PENNINGTON v. ROCKDALE COUNTY et al.

35337.

Supreme Court of Georgia.

Argued September 18, 1979.

Decided November 21, 1979.

*745 Vaughn & Barksdale, A. R. Barksdale, F. Jack Lance, for appellant.

Nation, Maddox & Starnes, Sidney L. Nation, for appellees.

HILL, Justice.

This is a zoning case. Plaintiff-appellant is the owner of approximately 54 acres located at the southeast corner of the intersection of Ga. 20 and Honey Creek Road in Rockdale County. At the present time one acre of plaintiff's property at the corner is zoned C-1 (commercial). The remaining 53 acres are zoned A-R (agricultural-residential) and were used as a dairy until about 1969.

The other 3 corners of the intersection are zoned commercial and one of these, that tract north of plaintiff's property across Honey Creek Road, contains almost 14 acres zoned commercial but not yet used as such.

Plaintiff sought to rezone 15.14 of his 54 acres from A-R to C-1 so as to have 16.14 acres at the intersection to sell as a shopping center at a sale price of $8,800 per acre.
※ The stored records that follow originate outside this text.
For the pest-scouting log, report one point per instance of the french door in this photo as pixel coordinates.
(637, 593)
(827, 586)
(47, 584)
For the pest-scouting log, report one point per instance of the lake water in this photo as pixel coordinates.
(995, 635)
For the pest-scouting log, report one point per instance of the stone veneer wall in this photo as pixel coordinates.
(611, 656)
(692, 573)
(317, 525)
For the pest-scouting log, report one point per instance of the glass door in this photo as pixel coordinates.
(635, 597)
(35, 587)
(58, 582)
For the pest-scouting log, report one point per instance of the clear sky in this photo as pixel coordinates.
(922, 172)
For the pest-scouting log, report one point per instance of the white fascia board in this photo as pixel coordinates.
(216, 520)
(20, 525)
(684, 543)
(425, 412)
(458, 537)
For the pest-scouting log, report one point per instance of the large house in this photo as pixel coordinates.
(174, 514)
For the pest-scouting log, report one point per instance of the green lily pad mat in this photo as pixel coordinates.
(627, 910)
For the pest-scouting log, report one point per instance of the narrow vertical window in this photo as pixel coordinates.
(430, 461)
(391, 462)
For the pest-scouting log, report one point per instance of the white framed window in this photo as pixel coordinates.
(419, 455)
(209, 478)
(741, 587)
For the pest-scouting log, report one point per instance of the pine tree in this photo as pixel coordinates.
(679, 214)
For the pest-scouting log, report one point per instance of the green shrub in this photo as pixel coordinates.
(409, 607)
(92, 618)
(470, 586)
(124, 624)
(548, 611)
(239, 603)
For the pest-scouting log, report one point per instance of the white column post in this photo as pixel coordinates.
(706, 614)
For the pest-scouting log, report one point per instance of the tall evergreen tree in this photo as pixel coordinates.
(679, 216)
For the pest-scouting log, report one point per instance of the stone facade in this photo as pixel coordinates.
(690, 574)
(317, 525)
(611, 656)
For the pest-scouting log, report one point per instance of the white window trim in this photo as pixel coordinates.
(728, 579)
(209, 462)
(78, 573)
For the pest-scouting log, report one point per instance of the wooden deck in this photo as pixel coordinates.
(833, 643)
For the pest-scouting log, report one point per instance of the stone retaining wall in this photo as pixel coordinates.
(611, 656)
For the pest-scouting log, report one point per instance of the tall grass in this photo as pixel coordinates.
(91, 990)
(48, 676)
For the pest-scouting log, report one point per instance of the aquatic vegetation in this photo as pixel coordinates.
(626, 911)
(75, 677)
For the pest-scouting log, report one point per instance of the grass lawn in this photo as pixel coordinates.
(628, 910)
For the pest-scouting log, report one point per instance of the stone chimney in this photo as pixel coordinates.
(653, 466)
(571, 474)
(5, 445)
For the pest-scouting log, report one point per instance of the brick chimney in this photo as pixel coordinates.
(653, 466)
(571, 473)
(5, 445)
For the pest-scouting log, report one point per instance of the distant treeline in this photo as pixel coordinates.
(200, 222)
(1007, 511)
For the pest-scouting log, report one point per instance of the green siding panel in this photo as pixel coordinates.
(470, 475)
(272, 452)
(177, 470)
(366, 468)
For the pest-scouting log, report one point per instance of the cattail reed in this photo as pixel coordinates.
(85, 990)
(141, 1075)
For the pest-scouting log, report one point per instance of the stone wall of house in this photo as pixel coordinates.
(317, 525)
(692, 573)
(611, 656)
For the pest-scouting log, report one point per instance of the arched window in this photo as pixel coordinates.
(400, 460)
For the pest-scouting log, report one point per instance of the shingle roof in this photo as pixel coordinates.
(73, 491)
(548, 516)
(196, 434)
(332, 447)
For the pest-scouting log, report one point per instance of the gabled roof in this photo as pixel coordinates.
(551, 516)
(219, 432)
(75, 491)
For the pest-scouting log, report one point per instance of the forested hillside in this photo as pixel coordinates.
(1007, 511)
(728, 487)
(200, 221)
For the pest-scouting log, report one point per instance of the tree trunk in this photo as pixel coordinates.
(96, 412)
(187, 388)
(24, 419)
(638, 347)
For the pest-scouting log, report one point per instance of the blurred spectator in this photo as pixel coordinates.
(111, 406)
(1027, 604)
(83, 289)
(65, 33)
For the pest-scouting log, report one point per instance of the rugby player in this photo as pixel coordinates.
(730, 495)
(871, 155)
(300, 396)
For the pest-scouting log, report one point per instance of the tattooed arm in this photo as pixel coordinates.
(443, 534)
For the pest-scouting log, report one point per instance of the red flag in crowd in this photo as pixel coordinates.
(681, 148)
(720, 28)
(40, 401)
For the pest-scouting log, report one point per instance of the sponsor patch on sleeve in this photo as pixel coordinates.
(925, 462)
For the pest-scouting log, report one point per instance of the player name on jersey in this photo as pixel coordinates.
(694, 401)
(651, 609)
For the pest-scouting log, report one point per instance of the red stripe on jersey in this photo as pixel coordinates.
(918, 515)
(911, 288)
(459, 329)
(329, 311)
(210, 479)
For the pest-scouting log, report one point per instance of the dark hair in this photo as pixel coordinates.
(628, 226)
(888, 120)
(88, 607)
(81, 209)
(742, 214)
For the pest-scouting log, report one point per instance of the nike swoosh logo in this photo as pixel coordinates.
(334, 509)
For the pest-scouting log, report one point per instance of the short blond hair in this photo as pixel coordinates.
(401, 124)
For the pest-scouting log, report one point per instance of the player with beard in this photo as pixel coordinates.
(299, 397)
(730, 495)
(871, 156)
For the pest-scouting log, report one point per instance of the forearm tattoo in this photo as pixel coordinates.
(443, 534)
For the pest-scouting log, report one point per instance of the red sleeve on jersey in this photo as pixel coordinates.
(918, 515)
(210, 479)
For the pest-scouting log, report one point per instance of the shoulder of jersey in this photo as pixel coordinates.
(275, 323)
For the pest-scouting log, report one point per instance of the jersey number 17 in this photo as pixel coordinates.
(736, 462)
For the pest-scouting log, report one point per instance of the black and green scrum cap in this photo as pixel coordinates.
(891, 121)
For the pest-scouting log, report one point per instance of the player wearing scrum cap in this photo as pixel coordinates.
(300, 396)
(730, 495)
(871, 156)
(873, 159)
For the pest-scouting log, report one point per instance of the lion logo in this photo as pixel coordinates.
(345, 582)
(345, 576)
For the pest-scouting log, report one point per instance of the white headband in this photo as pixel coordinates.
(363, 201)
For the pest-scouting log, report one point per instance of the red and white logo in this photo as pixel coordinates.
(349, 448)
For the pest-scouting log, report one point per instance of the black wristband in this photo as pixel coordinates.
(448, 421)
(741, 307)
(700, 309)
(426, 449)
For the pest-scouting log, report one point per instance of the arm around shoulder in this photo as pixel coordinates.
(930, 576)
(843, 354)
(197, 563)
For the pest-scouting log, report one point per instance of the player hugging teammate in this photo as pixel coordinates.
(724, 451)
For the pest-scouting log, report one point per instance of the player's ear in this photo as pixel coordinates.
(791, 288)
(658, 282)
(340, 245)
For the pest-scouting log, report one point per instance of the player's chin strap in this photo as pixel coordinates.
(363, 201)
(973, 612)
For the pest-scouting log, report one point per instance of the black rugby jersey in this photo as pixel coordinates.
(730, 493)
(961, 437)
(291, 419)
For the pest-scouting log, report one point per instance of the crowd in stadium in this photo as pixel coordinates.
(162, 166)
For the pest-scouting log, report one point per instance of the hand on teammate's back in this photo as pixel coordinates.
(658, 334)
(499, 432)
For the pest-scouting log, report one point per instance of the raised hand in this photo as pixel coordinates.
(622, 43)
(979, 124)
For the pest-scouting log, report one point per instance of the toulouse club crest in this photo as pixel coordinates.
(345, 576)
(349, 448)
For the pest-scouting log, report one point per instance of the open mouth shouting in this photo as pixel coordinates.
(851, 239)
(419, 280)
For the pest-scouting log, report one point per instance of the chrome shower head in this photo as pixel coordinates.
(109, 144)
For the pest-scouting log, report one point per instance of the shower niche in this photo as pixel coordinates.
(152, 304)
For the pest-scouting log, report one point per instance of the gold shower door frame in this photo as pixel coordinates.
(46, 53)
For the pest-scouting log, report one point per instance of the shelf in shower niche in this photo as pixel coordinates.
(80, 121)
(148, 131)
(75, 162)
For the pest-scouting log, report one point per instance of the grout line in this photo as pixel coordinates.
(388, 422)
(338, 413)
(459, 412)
Plaintiff offered evidence from which the trial judge was authorized to find that his one acre zoned C-1 at the corner was worth in excess of $20,000 and that the other 15.14 acres were worth $3,000 per acre zoned A-R.[1]

The county commissioners denied the requested rezoning and plaintiff filed suit. The trial court denied relief and we affirm.

A zoning ordinance is presumed to be valid and the burden is on the property owner attacking the zoning classification to overcome this presumption by clear and convincing evidence. Guhl v. Holcomb Bridge Rd. Corp., *744 238 Ga. 322, 323 (232 SE2d 830) (1977). In Guhl we held that one of the factors to be considered is the extent to which the value of the owner's property is diminished by the zoning classification. In Guhl the property could not reasonably and economically be used for the purpose for which it was zoned (238 Ga. at 324, finding No. 7).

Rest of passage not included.